London, May 8, 2024 (Financeflashnews) – Activity in the UK construction sector continued to expand in April, with the pace of growth accelerating sharply to reach the highest level in over a year. This was driven largely by the commercial and civil engineering sectors, according to a survey by S&P Global.
The Purchasing Managers’ Index (PMI) for the UK construction sector rose to 53.0 in April from 50.2 in March. This indicates a significant acceleration in the pace of growth, as a reading above 50 separates growth from contraction. Moreover, April’s growth rate was the strongest since February 2023.
The strongest growth in construction activity was seen in the commercial construction sector, which includes shops, warehouses, and office space. This segment was the fastest-growing of the three monitored areas, returning to growth after 13 consecutive months of decline.
The civil engineering sector also performed well, growing at the strongest pace in nine months. On the other hand, activity in the housebuilding sector fell.
Comment:
The acceleration in UK construction activity in April is a positive sign for the economy.

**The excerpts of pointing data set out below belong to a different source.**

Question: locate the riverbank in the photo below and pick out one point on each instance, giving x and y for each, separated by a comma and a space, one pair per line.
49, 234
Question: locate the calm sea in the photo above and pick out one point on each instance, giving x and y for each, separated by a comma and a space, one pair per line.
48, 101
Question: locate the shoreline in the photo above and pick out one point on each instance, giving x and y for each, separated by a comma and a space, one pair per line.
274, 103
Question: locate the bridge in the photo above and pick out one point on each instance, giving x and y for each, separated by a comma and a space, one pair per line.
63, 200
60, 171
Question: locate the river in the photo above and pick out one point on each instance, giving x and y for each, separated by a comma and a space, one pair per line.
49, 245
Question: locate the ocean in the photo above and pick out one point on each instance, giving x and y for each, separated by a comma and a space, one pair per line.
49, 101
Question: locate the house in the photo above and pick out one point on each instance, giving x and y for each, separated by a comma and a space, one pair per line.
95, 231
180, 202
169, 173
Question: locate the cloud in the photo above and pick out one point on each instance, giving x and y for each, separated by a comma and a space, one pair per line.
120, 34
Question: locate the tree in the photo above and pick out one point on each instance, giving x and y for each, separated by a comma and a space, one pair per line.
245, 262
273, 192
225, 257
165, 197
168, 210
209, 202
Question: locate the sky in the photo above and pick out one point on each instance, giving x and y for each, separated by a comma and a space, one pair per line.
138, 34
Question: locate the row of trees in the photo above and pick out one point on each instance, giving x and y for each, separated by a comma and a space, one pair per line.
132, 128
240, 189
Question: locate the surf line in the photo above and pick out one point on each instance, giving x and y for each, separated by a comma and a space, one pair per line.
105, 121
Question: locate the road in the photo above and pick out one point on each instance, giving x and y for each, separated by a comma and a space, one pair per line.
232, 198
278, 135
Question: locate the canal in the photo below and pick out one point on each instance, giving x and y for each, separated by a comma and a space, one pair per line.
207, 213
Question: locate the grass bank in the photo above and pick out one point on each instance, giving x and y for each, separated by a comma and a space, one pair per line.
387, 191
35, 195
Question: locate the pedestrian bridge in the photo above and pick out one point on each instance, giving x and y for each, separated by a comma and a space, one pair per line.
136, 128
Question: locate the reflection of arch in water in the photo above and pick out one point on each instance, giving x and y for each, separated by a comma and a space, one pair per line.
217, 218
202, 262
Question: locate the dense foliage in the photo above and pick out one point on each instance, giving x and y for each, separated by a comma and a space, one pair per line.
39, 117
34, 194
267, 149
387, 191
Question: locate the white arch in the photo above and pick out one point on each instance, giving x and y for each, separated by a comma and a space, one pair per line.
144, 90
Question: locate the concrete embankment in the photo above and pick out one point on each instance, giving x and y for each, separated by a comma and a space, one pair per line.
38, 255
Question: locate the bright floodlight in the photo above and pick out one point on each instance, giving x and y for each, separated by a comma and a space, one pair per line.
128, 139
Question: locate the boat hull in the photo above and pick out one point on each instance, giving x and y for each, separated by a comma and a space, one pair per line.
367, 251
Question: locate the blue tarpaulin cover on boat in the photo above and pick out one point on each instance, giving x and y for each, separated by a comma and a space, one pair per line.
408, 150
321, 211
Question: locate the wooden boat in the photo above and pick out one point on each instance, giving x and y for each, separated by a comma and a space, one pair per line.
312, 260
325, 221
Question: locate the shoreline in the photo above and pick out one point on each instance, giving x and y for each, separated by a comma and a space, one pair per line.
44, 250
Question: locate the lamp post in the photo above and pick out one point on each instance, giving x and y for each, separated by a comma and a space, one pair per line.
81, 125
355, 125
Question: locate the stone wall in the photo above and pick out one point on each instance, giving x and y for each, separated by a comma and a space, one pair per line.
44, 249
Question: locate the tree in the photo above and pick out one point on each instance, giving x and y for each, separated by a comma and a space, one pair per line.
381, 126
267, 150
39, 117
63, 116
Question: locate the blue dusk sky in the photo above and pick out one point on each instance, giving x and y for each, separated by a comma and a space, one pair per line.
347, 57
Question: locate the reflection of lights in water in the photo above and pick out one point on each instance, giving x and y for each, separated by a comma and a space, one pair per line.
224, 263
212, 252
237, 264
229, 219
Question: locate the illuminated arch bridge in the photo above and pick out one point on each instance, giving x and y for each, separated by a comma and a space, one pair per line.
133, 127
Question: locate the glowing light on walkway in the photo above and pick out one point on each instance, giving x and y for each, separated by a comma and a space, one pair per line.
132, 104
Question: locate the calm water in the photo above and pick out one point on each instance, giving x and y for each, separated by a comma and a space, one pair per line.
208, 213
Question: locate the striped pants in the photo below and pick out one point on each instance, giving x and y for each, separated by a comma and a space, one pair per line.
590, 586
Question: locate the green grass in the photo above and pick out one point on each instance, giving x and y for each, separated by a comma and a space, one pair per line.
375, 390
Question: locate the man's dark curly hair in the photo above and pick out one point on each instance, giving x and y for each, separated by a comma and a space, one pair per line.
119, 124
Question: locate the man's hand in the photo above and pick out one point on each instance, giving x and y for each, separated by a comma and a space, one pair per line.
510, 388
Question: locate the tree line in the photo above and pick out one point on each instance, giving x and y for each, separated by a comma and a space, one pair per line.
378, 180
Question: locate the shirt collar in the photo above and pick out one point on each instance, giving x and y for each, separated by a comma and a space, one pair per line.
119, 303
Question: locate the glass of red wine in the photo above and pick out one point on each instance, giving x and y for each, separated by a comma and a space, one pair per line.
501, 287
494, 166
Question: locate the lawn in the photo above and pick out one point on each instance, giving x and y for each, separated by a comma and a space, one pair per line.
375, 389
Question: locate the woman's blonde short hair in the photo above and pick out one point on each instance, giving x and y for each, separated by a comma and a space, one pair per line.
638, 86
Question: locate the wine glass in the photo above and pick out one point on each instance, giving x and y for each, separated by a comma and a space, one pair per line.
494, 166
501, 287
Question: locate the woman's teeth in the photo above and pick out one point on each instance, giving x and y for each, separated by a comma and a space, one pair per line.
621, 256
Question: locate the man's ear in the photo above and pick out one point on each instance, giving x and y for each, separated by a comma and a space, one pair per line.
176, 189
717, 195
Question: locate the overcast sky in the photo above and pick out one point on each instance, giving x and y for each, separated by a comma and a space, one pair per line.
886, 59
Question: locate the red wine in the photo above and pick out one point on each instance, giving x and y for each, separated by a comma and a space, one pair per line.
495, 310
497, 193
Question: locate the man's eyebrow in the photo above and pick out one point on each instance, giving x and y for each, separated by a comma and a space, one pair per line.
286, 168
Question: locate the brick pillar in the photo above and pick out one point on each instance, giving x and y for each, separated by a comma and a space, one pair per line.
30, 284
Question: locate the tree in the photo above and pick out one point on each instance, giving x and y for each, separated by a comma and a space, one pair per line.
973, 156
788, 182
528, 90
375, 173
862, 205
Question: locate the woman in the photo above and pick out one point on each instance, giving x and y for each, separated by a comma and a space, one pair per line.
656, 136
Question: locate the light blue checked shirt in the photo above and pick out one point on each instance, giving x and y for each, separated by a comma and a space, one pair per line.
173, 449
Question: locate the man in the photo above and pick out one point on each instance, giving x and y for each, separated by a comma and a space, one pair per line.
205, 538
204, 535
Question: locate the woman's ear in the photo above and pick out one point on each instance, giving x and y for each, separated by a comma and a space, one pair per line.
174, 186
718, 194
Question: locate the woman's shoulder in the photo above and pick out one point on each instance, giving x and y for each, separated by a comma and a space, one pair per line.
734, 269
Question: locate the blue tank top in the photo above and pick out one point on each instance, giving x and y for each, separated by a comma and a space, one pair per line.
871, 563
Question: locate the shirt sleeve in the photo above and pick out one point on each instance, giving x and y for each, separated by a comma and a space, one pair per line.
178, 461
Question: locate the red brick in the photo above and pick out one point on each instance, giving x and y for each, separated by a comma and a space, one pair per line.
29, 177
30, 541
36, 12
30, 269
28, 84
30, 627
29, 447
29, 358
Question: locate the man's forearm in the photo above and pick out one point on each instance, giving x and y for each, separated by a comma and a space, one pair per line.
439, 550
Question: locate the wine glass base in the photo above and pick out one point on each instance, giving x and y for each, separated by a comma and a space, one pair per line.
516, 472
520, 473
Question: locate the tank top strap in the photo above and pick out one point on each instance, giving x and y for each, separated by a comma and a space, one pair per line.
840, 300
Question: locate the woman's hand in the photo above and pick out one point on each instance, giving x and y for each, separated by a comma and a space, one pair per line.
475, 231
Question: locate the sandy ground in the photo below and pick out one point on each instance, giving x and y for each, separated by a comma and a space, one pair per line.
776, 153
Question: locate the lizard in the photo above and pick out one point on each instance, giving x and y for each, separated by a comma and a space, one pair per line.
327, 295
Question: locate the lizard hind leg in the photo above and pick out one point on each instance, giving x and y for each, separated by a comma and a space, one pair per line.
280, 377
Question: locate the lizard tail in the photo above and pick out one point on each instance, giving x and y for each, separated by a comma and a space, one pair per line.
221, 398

It suggests that the sector is recovering from recent declines and is poised for growth in the coming months.
Key points
- The S&P Global PMI for the UK construction sector rose to 53.0 in April from 50.2 in March, indicating a significant acceleration in the pace of growth.
- The strongest growth was seen in the commercial construction sector, which returned to growth after 13 consecutive months of decline.
- Civil engineering activity also grew strongly, while housebuilding activity fell.
- The acceleration in construction activity is a positive sign for the UK economy, suggesting that the sector is recovering from recent declines and is poised for growth in the coming months.
Additional details:
- The PMI reading for commercial construction rose to 54.9 from 48.7 in March.
- The PMI reading for civil engineering rose to 53.8 from 51.6 in March.
- The PMI reading for housebuilding fell to 47.8 from 48.8 in March.